Average water saturation (Sw) of the Facha reservoir in the study area

Contour map of average porosity

Porosity distribution of Facha reservoir is shown by Fig. 16. This map shows that the reservoir is characterized by its good porosity character. The minimum value reached at the central part of the study area, where it has a value of 14% at A13 well, whereas the rest of area shows good values of porosity, with a maximum value of 17% at A3 well at the eastern part of the study area.

Fig. 16
figure 16

Average porosity values (Φ) of the Facha reservoir in the study area

Contour map of net pay thickness

The net reservoir thickness of Facha reservoir ranges from 96.50 ft at A1 well to 130.50 ft at A5 well and was calculated according to the cutoff values. However, the pay thickness ranges from 0 ft at A5 well to 53.5 ft at A8 well, which implies that the south and north of the study area have a tendency to have more amounts of recoverable hydrocarbons (Fig. 17).

Fig. 17
figure 17

Average net pay thickness of the Facha reservoir in the study area


The study of petrophysical characteristics and evaluation of hydrocarbon potentiality of the Lower Eocene Facha reservoir were established based on geological information and the results obtained from well log analysis in Hakim Oil Field.
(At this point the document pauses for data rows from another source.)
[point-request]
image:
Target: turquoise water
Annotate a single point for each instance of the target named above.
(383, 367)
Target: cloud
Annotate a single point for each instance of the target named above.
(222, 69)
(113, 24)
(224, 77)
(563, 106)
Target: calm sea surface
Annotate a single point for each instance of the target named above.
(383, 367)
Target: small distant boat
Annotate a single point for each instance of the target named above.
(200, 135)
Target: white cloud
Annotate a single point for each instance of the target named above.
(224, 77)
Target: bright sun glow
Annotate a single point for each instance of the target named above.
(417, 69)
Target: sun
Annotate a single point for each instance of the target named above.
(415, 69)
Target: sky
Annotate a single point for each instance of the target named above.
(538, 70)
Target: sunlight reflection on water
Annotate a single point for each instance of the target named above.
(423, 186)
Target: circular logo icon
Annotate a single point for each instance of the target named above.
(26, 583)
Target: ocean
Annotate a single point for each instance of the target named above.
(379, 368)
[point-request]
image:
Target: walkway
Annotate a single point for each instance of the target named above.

We concluded from cross-plot analysis that the lithology of the Facha reservoir varies from calcareous dolostone in A1, A5 and A13 wells with an increase in clay content in A1 and A5 wells, limestone in A3 well with slightly increase in clay content, dolostone in A4 well with an increase in clay content, and dolomitic limestone in A8 well with less clay content. The Facha reservoir in all wells includes few anhydrite interbeds with an increase in limestones in the lower parts.

The structural settings might play an important role in change of pay thickness and effective porosity, rather than change in facies.
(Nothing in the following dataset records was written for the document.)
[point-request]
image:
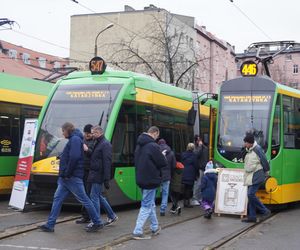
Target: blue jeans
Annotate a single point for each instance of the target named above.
(164, 196)
(99, 200)
(147, 210)
(254, 203)
(75, 186)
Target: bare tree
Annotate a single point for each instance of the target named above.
(161, 49)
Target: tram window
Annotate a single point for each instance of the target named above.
(124, 137)
(291, 124)
(276, 124)
(143, 118)
(9, 129)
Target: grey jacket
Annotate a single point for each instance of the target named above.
(254, 173)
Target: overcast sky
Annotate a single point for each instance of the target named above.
(46, 22)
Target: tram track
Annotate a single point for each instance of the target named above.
(14, 231)
(127, 237)
(216, 245)
(237, 234)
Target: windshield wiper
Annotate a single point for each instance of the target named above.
(101, 118)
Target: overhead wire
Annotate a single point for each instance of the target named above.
(249, 19)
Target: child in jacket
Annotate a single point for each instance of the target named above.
(208, 189)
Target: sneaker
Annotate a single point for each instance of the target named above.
(173, 210)
(207, 216)
(111, 221)
(141, 237)
(178, 210)
(93, 227)
(156, 232)
(45, 228)
(195, 203)
(82, 221)
(249, 220)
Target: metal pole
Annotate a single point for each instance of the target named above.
(96, 39)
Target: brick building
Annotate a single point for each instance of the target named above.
(19, 61)
(209, 60)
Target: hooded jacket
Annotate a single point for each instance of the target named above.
(170, 156)
(209, 185)
(254, 173)
(148, 162)
(71, 159)
(101, 160)
(202, 156)
(189, 160)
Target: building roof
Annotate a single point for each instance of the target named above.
(20, 61)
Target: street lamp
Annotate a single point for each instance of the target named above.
(106, 28)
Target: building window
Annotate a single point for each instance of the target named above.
(26, 58)
(295, 69)
(12, 53)
(42, 62)
(56, 65)
(191, 42)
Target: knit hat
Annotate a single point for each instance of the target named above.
(161, 141)
(87, 128)
(209, 165)
(249, 138)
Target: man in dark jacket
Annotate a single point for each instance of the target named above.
(201, 152)
(100, 171)
(253, 177)
(166, 174)
(148, 164)
(89, 142)
(70, 180)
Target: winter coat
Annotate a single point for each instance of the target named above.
(87, 155)
(176, 185)
(254, 173)
(189, 160)
(202, 156)
(209, 185)
(148, 162)
(170, 156)
(71, 159)
(101, 159)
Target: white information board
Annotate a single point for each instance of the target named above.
(231, 195)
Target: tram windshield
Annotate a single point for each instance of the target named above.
(78, 104)
(241, 113)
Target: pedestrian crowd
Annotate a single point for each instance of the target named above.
(85, 171)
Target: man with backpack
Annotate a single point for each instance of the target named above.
(256, 165)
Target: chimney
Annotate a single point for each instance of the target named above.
(128, 8)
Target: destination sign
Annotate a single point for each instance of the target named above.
(97, 66)
(247, 98)
(248, 68)
(88, 94)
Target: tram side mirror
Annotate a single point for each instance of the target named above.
(191, 116)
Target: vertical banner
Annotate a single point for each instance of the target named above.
(231, 195)
(21, 183)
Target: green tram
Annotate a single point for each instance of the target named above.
(124, 104)
(272, 112)
(20, 98)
The multi-well cross-plot of shale content versus effective porosity cross-plot and gamma ray scale, in addition to, water saturation versus effective porosity cross-plot accompanied also by gamma ray scale were used to define the different required cutoffs to discriminate between reservoir and non-reservoir intervals. The cutoff values of the effective pays were determined as 20% for shale content, 10% for porosity and 70% for water saturation.

Contour maps of water saturation, porosity and net pay thickness show that the Facha reservoir has good petrophysical properties, especially in south and north of the study area and is favorable for oil accumulation.